As the creator of pwascore.com, I'm in your elite club of the teensy percentage of people who care about PWAs.

> I think if it were a viable option on an iphone¹, a nonzero number of people² would choose the more privacy-preserving aspects of a PWA over installing a random app

¹They are, and ²they don't. It'd be nice to blame this on HN's favorite boogeyman, but the reality is that (1) PWAs work fine today (pwa.com), (2) the tech industry is anti-PWA, (3) almost no consumers even know what PWAs are, and (4) consumers who do know also prefer "real" apps.
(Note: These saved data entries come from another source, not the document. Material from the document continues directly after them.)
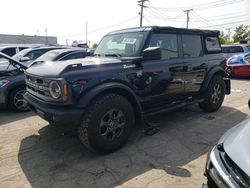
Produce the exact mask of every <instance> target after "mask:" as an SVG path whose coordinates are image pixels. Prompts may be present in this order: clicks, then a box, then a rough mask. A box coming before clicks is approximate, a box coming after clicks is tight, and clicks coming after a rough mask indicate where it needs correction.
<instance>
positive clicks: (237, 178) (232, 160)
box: [203, 106, 250, 188]
mask: <svg viewBox="0 0 250 188" xmlns="http://www.w3.org/2000/svg"><path fill="white" fill-rule="evenodd" d="M249 107H250V106H249ZM249 135H250V118H248V119H246V120H245V121H243V122H241V123H240V124H238V125H237V126H235V127H233V128H231V129H230V130H228V131H227V132H226V133H225V134H224V135H223V136H222V137H221V139H220V140H219V142H218V144H217V145H216V146H215V147H214V148H213V149H212V151H211V152H210V153H209V155H208V158H207V162H206V170H205V175H206V177H207V185H203V187H208V188H218V187H229V188H235V187H242V188H243V187H244V188H249V187H250V162H249V159H250V147H249V143H250V137H249Z"/></svg>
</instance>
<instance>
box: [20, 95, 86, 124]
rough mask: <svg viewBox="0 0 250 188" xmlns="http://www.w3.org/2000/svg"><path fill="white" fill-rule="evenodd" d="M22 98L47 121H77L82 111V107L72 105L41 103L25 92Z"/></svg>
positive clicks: (75, 122) (36, 111)
mask: <svg viewBox="0 0 250 188" xmlns="http://www.w3.org/2000/svg"><path fill="white" fill-rule="evenodd" d="M24 99H25V100H26V102H27V103H28V106H29V108H30V109H31V110H32V111H34V112H35V113H36V114H37V115H39V116H40V117H41V118H43V119H44V120H46V121H48V122H54V123H68V122H69V123H79V122H80V119H81V116H82V114H83V113H84V109H79V108H76V107H74V106H56V105H49V104H45V103H42V102H41V101H39V100H38V99H36V98H34V97H33V96H32V95H30V94H29V93H27V92H26V94H25V95H24Z"/></svg>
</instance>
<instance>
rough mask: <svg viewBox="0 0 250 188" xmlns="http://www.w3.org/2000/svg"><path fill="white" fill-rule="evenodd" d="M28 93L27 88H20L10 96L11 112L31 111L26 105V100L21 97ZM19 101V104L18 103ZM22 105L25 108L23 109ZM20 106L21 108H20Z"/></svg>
mask: <svg viewBox="0 0 250 188" xmlns="http://www.w3.org/2000/svg"><path fill="white" fill-rule="evenodd" d="M25 91H26V88H25V86H21V87H18V88H16V89H14V90H13V91H11V92H10V96H9V107H10V109H11V110H14V111H16V112H27V111H29V108H28V106H27V104H25V102H24V98H23V97H22V96H21V95H22V94H24V93H25ZM17 100H19V102H18V101H17ZM22 104H23V105H24V106H25V105H26V106H25V107H22ZM19 105H20V106H19Z"/></svg>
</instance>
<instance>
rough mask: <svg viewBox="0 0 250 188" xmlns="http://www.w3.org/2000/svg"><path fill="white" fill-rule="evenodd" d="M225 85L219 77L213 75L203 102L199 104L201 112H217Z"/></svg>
mask: <svg viewBox="0 0 250 188" xmlns="http://www.w3.org/2000/svg"><path fill="white" fill-rule="evenodd" d="M225 90H226V85H225V82H224V80H223V78H222V76H220V75H215V76H214V77H213V79H212V80H211V81H210V83H209V85H208V89H207V92H206V94H205V100H204V101H203V102H200V103H199V106H200V108H201V109H202V110H204V111H206V112H214V111H217V110H218V109H219V108H220V107H221V105H222V103H223V100H224V97H225Z"/></svg>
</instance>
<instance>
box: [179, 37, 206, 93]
mask: <svg viewBox="0 0 250 188" xmlns="http://www.w3.org/2000/svg"><path fill="white" fill-rule="evenodd" d="M201 37H202V36H201V35H198V34H183V35H181V38H182V52H183V54H182V57H183V66H184V67H185V72H184V81H185V93H186V94H189V93H190V94H193V93H195V92H198V91H199V90H200V87H201V84H202V82H203V80H204V76H205V74H206V70H207V60H206V58H205V56H204V47H203V44H202V38H201Z"/></svg>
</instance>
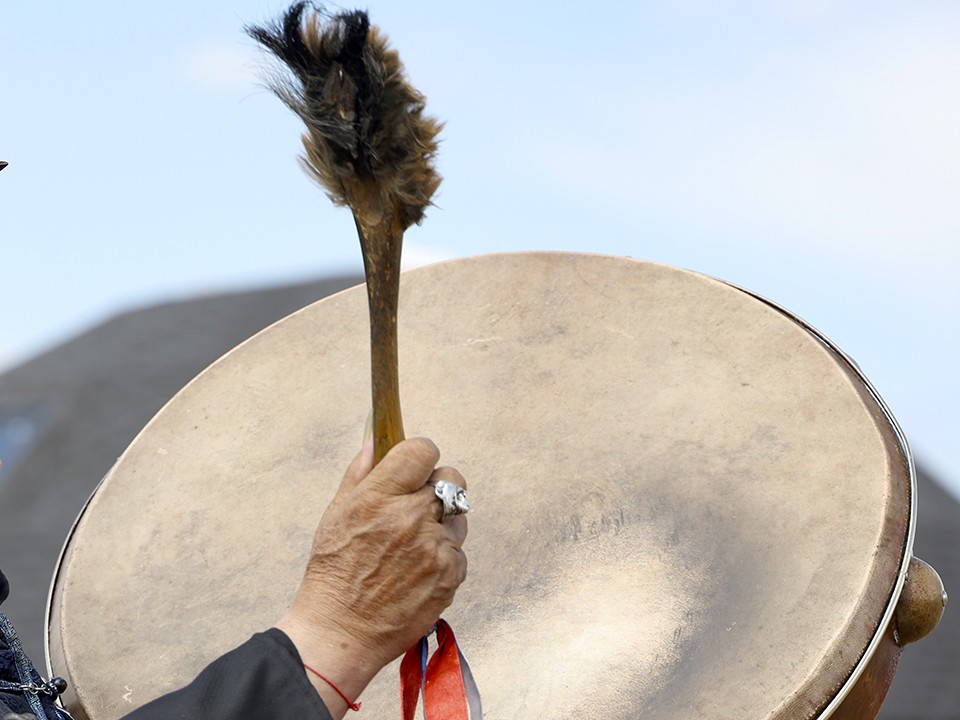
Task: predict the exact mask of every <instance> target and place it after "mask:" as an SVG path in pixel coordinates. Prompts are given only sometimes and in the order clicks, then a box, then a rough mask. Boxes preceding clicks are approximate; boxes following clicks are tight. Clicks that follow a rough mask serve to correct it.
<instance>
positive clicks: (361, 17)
mask: <svg viewBox="0 0 960 720" xmlns="http://www.w3.org/2000/svg"><path fill="white" fill-rule="evenodd" d="M247 32H248V33H249V34H250V36H251V37H253V38H254V39H255V40H256V41H257V42H259V43H260V44H261V45H262V46H263V47H265V48H266V49H267V50H269V51H270V52H271V53H273V54H274V55H275V56H276V57H277V58H278V59H279V60H280V61H281V62H282V63H283V64H284V65H285V66H286V68H287V70H288V72H286V71H283V69H282V68H281V70H280V72H277V73H276V74H275V75H274V76H273V77H272V78H271V79H270V87H271V89H272V90H273V91H274V92H275V93H276V94H277V95H278V96H279V97H280V99H281V100H283V102H284V103H285V104H286V105H287V106H288V107H289V108H290V109H291V110H293V111H294V112H295V113H296V114H297V115H299V116H300V118H301V119H302V120H303V122H304V123H305V124H306V126H307V132H306V133H305V134H304V135H303V145H304V149H305V151H306V154H305V156H304V157H303V158H302V161H303V164H304V167H305V169H306V170H307V172H308V173H309V174H310V175H312V176H313V177H314V178H315V179H316V180H317V181H318V182H319V183H320V185H321V186H322V187H323V188H324V189H325V190H326V191H327V194H328V195H329V196H330V198H331V200H333V201H334V202H335V203H337V204H339V205H347V206H349V207H350V208H351V209H352V210H353V212H354V215H356V216H357V220H358V222H360V223H361V224H362V225H367V224H371V223H372V224H376V223H378V222H379V217H380V216H382V215H383V214H384V213H387V212H396V213H398V214H399V219H400V221H401V223H402V226H403V227H408V226H410V225H411V224H413V223H418V222H420V221H421V220H422V219H423V213H424V210H425V208H426V206H427V205H429V204H430V199H431V198H432V197H433V194H434V192H435V191H436V189H437V187H438V186H439V185H440V176H439V175H438V174H437V172H436V170H435V169H434V167H433V158H434V155H435V153H436V150H437V135H438V133H439V132H440V129H441V124H440V123H439V122H438V121H437V120H435V119H434V118H431V117H429V116H427V115H425V114H424V97H423V96H422V95H421V94H420V93H419V92H418V91H417V90H416V89H415V88H414V87H412V86H411V85H410V84H409V82H408V81H407V80H406V78H405V76H404V71H403V65H402V63H401V62H400V57H399V55H398V54H397V52H396V51H395V50H392V49H390V48H389V46H388V45H387V40H386V38H385V37H384V36H383V35H382V34H380V32H379V31H378V30H377V28H375V27H372V26H371V25H370V20H369V19H368V17H367V14H366V13H365V12H362V11H353V12H345V13H339V14H336V15H333V16H325V15H324V14H323V11H322V10H321V9H318V8H315V7H313V6H312V5H308V3H307V2H296V3H295V4H294V5H292V6H291V7H290V9H289V10H288V11H287V12H286V14H285V15H284V16H283V18H282V19H281V20H280V22H278V23H276V24H274V25H272V26H268V27H248V28H247Z"/></svg>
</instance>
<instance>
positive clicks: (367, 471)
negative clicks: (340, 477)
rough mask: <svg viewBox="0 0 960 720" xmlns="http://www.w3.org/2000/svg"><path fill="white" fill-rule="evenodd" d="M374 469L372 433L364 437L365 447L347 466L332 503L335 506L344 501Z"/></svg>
mask: <svg viewBox="0 0 960 720" xmlns="http://www.w3.org/2000/svg"><path fill="white" fill-rule="evenodd" d="M372 469H373V435H372V434H370V435H366V436H365V437H364V439H363V447H362V448H361V449H360V452H358V453H357V454H356V456H355V457H354V458H353V460H352V461H351V462H350V465H348V466H347V471H346V472H345V473H344V474H343V479H342V480H341V481H340V487H339V488H338V489H337V494H336V495H335V496H334V498H333V501H332V502H331V503H330V505H331V506H335V505H339V504H340V503H341V502H343V500H344V499H346V497H347V496H349V495H350V493H352V492H353V491H354V490H355V489H356V488H357V485H359V484H360V482H361V481H362V480H363V479H364V478H365V477H366V476H367V475H369V474H370V471H371V470H372Z"/></svg>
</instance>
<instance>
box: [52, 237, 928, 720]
mask: <svg viewBox="0 0 960 720" xmlns="http://www.w3.org/2000/svg"><path fill="white" fill-rule="evenodd" d="M511 255H513V256H521V257H522V256H544V255H554V256H563V255H569V256H593V257H605V258H609V259H615V260H627V261H633V262H641V263H644V264H649V265H653V266H660V267H662V268H668V269H673V270H680V271H682V272H689V273H692V274H694V275H699V276H701V277H704V278H708V279H710V280H713V281H716V282H718V283H719V284H721V285H725V286H728V287H730V288H732V289H734V290H737V291H739V292H742V293H744V294H745V295H747V296H749V297H751V298H754V299H756V300H758V301H760V302H761V303H763V304H765V305H767V306H768V307H770V308H771V309H773V310H775V311H777V312H778V313H780V314H781V315H783V316H784V317H786V318H788V319H789V320H791V321H793V322H795V323H796V324H797V325H798V326H800V327H801V328H802V329H803V330H804V331H806V332H807V333H809V334H810V335H811V337H813V338H814V339H816V340H817V341H818V342H820V343H821V344H822V345H823V346H824V347H825V348H826V349H827V350H829V351H830V352H831V353H833V354H834V356H835V358H836V360H837V362H838V363H840V364H842V365H843V367H844V368H845V369H846V370H847V371H849V373H850V374H851V375H853V376H854V377H855V378H856V379H857V380H858V381H859V382H860V383H861V384H862V386H863V389H864V390H866V391H867V395H868V397H869V398H870V399H872V400H873V402H875V403H876V407H877V409H878V410H880V412H881V414H882V416H883V418H884V419H885V420H886V423H887V425H888V427H889V429H890V431H891V432H892V435H893V437H894V439H895V441H896V446H897V449H898V451H899V455H900V458H901V460H902V466H903V469H905V470H906V476H907V478H908V479H909V486H908V487H909V496H908V499H909V518H908V521H907V526H906V530H907V532H906V535H905V538H904V543H903V545H902V546H901V547H902V557H901V562H900V567H899V570H898V572H897V577H896V580H895V583H894V586H893V588H892V590H891V592H890V594H889V596H888V599H887V601H886V605H885V609H884V612H883V614H882V615H881V616H880V618H879V619H878V621H877V622H878V624H877V627H876V630H875V631H874V633H873V636H872V638H871V640H870V641H869V643H868V644H867V645H866V647H865V649H864V650H863V652H862V654H861V657H860V659H859V660H858V662H857V663H856V665H855V666H854V668H853V669H852V670H851V672H850V673H849V675H848V677H847V679H846V681H845V682H844V684H843V685H842V686H841V687H840V688H839V689H838V690H837V691H836V693H835V694H834V695H833V697H832V698H831V699H830V700H829V702H828V703H827V704H826V705H825V706H823V707H822V708H821V709H820V710H818V711H817V714H816V715H815V716H813V718H815V719H816V720H826V719H827V718H829V717H830V716H831V715H832V714H833V713H834V712H835V711H836V710H837V708H838V707H839V706H840V704H841V703H842V702H843V700H844V699H845V698H846V697H847V695H848V694H849V693H850V691H851V690H852V688H853V686H854V685H855V684H856V683H857V681H858V680H859V678H860V677H861V675H862V674H863V672H864V670H865V669H866V666H867V665H868V664H869V661H870V660H871V659H872V658H873V656H874V654H875V652H876V650H877V648H878V646H879V644H880V643H881V641H882V640H883V637H884V634H885V632H886V630H887V628H888V627H889V625H890V622H891V620H892V618H893V615H894V612H895V610H896V605H897V602H898V600H899V598H900V595H901V592H902V589H903V584H904V581H905V579H906V574H907V569H908V567H909V562H910V559H911V557H912V551H913V546H914V538H915V531H916V513H917V503H916V495H917V475H916V465H915V462H914V458H913V454H912V451H911V449H910V446H909V443H908V441H907V438H906V436H905V433H904V432H903V430H902V428H901V426H900V425H899V423H898V422H897V420H896V418H895V417H894V415H893V414H892V412H891V411H890V409H889V406H888V405H887V403H886V402H885V401H884V399H883V398H882V396H881V395H880V394H879V392H877V390H876V388H875V387H874V385H873V384H872V383H871V382H870V381H869V380H868V379H867V377H866V376H865V375H864V373H863V371H862V370H861V369H860V367H859V365H858V364H857V363H856V362H855V361H854V360H853V359H852V358H851V357H850V356H849V355H848V354H847V353H846V352H844V351H843V350H842V349H841V348H840V347H838V346H837V345H836V344H835V343H833V341H831V340H830V339H829V338H828V337H827V336H826V335H824V334H823V333H822V332H820V331H819V330H818V329H817V328H815V327H814V326H813V325H811V324H810V323H808V322H807V321H805V320H804V319H803V318H801V317H800V316H798V315H796V314H795V313H793V312H792V311H790V310H787V309H786V308H784V307H783V306H781V305H779V304H778V303H776V302H773V301H771V300H769V299H768V298H766V297H764V296H762V295H759V294H757V293H755V292H753V291H751V290H748V289H746V288H743V287H741V286H739V285H737V284H735V283H732V282H729V281H726V280H723V279H721V278H717V277H714V276H711V275H709V274H706V273H703V272H700V271H691V270H687V269H685V268H679V267H676V266H672V265H669V264H667V263H658V262H655V261H649V260H643V259H639V258H631V257H626V256H615V255H606V254H602V253H590V252H568V251H513V252H499V253H490V254H478V255H472V256H465V257H460V258H451V259H447V260H443V261H440V262H437V263H432V264H428V265H424V266H419V267H417V268H412V269H411V270H413V271H417V270H422V269H425V268H428V267H435V266H437V265H444V264H447V263H450V262H462V261H468V260H471V259H473V258H476V259H480V258H485V257H491V256H511ZM404 274H406V271H405V272H404ZM362 284H363V283H359V284H358V285H355V286H352V287H350V288H345V289H343V290H340V291H338V292H336V293H333V294H331V295H329V296H326V297H324V298H321V299H320V300H318V301H316V302H322V301H325V300H329V299H331V298H334V297H336V296H338V295H341V294H343V293H347V292H351V291H355V290H356V288H357V287H358V286H359V285H362ZM313 304H315V303H310V305H313ZM301 310H302V309H301ZM287 317H289V315H288V316H285V317H284V318H280V319H278V320H277V321H276V322H275V323H272V324H271V325H268V326H266V327H264V328H262V329H260V330H259V331H257V332H256V333H254V334H253V335H252V336H251V337H250V338H248V339H247V340H245V341H243V342H241V343H238V344H237V345H236V346H234V347H232V348H231V349H229V350H228V351H227V352H225V353H224V355H223V356H221V357H220V358H218V359H217V360H215V361H213V362H212V363H210V364H209V365H208V366H207V367H206V368H204V369H203V370H202V371H201V372H200V373H199V374H198V376H197V377H199V376H200V375H202V374H203V373H204V372H206V370H207V369H209V367H211V366H212V365H216V364H217V363H219V362H220V361H221V360H223V359H224V358H225V357H226V356H228V355H230V354H232V353H233V352H235V351H236V350H237V349H239V347H241V346H242V345H244V344H246V342H248V341H249V340H251V339H253V338H254V337H257V336H258V335H260V334H261V333H263V332H265V331H266V330H267V329H268V328H269V327H271V326H272V325H274V324H277V323H280V322H283V321H284V320H285V319H286V318H287ZM194 380H196V378H193V379H191V380H190V381H189V382H188V383H186V385H184V387H183V388H181V389H180V390H179V391H178V392H177V393H175V394H174V395H173V396H172V397H171V398H170V399H169V400H168V401H167V402H166V403H164V404H163V405H162V406H161V407H160V408H159V409H158V410H157V412H156V413H155V414H154V416H153V418H151V420H150V421H148V422H147V423H146V424H145V425H144V427H143V428H141V429H140V431H139V432H138V433H137V434H136V435H135V436H134V438H133V439H131V441H130V443H129V445H128V448H127V449H129V447H130V446H132V445H134V444H135V443H136V441H137V439H138V438H139V437H140V435H141V434H142V433H144V432H146V431H147V429H148V428H149V427H150V425H151V424H152V422H153V419H154V418H155V417H157V416H159V415H160V414H162V413H163V412H164V410H165V409H166V407H167V405H168V404H169V403H170V402H172V401H173V400H174V399H175V398H176V397H177V396H178V395H179V394H180V393H181V392H183V391H184V390H186V388H187V387H188V386H189V385H190V384H192V383H193V382H194ZM127 449H125V450H124V453H122V454H121V457H120V458H118V460H117V461H116V462H115V463H114V464H113V465H112V466H111V468H110V470H108V472H107V473H106V474H105V475H104V477H103V478H102V479H101V480H100V482H99V483H98V484H97V487H96V488H95V489H94V490H93V492H92V493H91V494H90V497H89V498H88V499H87V501H86V502H85V503H84V504H83V506H82V508H81V509H80V510H79V511H78V514H77V517H76V519H75V520H74V523H73V525H72V526H71V528H70V530H69V532H68V533H67V535H66V537H65V539H64V543H63V546H62V548H61V551H60V555H59V557H58V560H57V565H56V567H55V570H54V573H53V576H52V578H51V583H50V588H49V592H48V595H47V603H46V608H45V628H44V641H45V645H44V651H45V660H46V666H47V671H48V674H49V673H50V672H51V667H52V664H51V647H52V640H53V634H52V632H51V630H52V629H53V627H54V626H55V625H58V623H54V622H52V621H53V613H54V612H55V610H56V605H57V596H58V592H57V590H58V587H59V586H60V584H61V583H60V582H59V581H60V578H61V575H62V573H63V570H64V561H65V560H66V559H67V558H68V556H69V554H70V547H71V543H72V541H73V539H74V536H75V533H76V530H77V528H78V526H79V524H80V521H81V520H82V518H83V517H84V516H85V514H86V511H87V509H88V506H89V504H90V503H91V501H92V500H93V498H94V497H95V496H96V495H97V493H98V492H99V490H100V488H101V487H102V485H103V484H104V482H105V481H106V480H107V479H108V478H109V477H111V475H112V474H113V473H114V471H115V469H116V466H117V465H118V464H119V463H120V461H121V460H122V459H123V457H124V455H125V454H126V452H127Z"/></svg>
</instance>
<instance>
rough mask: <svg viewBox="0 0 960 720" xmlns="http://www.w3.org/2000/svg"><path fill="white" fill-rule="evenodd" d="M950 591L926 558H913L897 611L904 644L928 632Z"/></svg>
mask: <svg viewBox="0 0 960 720" xmlns="http://www.w3.org/2000/svg"><path fill="white" fill-rule="evenodd" d="M946 605H947V593H946V591H945V590H944V589H943V581H941V580H940V575H938V574H937V571H936V570H934V569H933V568H932V567H930V566H929V565H927V563H925V562H924V561H923V560H920V559H919V558H916V557H913V558H910V567H909V569H908V570H907V578H906V580H905V581H904V583H903V591H902V592H901V593H900V600H899V602H897V609H896V612H895V614H894V622H895V623H896V625H895V627H896V631H897V634H896V639H897V644H898V645H900V647H903V646H904V645H907V644H909V643H912V642H916V641H917V640H919V639H920V638H922V637H924V636H926V635H928V634H929V633H930V632H931V631H932V630H933V629H934V628H935V627H936V626H937V623H939V622H940V618H941V616H942V615H943V609H944V608H945V607H946Z"/></svg>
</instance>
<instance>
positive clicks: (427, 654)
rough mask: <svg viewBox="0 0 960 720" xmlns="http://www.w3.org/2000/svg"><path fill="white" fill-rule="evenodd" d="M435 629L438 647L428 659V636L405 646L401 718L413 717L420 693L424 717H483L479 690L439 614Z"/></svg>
mask: <svg viewBox="0 0 960 720" xmlns="http://www.w3.org/2000/svg"><path fill="white" fill-rule="evenodd" d="M434 631H436V633H437V649H436V651H435V652H434V653H433V657H431V658H430V659H429V661H428V660H427V655H428V649H429V648H428V639H429V636H427V637H422V638H420V642H418V643H417V644H416V645H414V646H413V647H412V648H410V649H409V650H407V654H406V655H404V656H403V660H402V661H401V663H400V703H401V707H402V712H403V720H414V715H415V714H416V712H417V702H418V700H419V699H420V698H421V697H422V698H423V718H424V720H482V718H483V710H482V709H481V707H480V693H479V692H478V690H477V684H476V682H474V679H473V674H472V673H471V672H470V666H469V665H468V664H467V659H466V658H465V657H464V656H463V653H462V652H460V646H459V645H457V639H456V637H454V635H453V630H452V629H451V628H450V626H449V625H448V624H447V622H446V621H445V620H444V619H442V618H441V619H440V620H437V624H436V625H435V626H434Z"/></svg>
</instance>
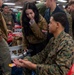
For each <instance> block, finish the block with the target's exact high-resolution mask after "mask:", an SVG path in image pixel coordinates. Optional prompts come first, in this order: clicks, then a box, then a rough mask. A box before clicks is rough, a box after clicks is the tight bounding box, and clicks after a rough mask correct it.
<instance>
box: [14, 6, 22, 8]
mask: <svg viewBox="0 0 74 75" xmlns="http://www.w3.org/2000/svg"><path fill="white" fill-rule="evenodd" d="M15 8H23V7H22V6H15Z"/></svg>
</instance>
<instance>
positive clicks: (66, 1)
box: [58, 0, 67, 3]
mask: <svg viewBox="0 0 74 75" xmlns="http://www.w3.org/2000/svg"><path fill="white" fill-rule="evenodd" d="M58 1H59V2H64V3H66V2H67V1H66V0H58Z"/></svg>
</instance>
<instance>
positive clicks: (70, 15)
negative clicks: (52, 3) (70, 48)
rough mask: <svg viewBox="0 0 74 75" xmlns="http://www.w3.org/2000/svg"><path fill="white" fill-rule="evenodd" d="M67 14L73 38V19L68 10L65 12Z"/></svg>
mask: <svg viewBox="0 0 74 75" xmlns="http://www.w3.org/2000/svg"><path fill="white" fill-rule="evenodd" d="M65 13H66V15H67V18H68V22H69V34H70V35H71V36H72V37H73V32H72V17H71V15H70V14H69V13H68V12H67V11H66V10H65Z"/></svg>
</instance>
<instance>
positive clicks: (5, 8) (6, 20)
mask: <svg viewBox="0 0 74 75" xmlns="http://www.w3.org/2000/svg"><path fill="white" fill-rule="evenodd" d="M2 10H3V11H2V15H3V17H4V20H5V22H6V25H7V28H8V29H9V30H12V31H13V27H14V25H15V24H14V20H13V18H12V15H11V14H10V13H9V7H8V6H7V5H2Z"/></svg>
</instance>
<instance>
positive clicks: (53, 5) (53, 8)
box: [50, 3, 56, 12]
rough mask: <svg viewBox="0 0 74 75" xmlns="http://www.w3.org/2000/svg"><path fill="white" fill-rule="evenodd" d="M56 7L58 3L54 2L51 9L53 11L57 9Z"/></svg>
mask: <svg viewBox="0 0 74 75" xmlns="http://www.w3.org/2000/svg"><path fill="white" fill-rule="evenodd" d="M55 8H56V3H53V5H52V6H51V8H50V9H51V10H50V11H51V12H53V11H54V10H55Z"/></svg>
Lets say you were making an app and had to decide between native or PWA. You don't need much more than push notifications so there shouldn't be a big difference between the two. You do your research and find that you can either have:

a) Native app: publish to App Store, make links on your website directly open the App Store page where the user can install your app

b) PWA: your app is usable directly on your website, but push notifications don't work unless your users add the page to their home screen. You can't have a button on your website to install it - you must instruct the user to navigate some Safari menus to find an option which is hidden *six* taps away

Do you think b) is a viable option? I don't, and I'm sure that's one of the reasons the tech industry is anti-PWA. It also doesn't help that Apple drags its feet with supporting new standards (web push only supported in iOS Safari from 2023, but 2016 in other browsers).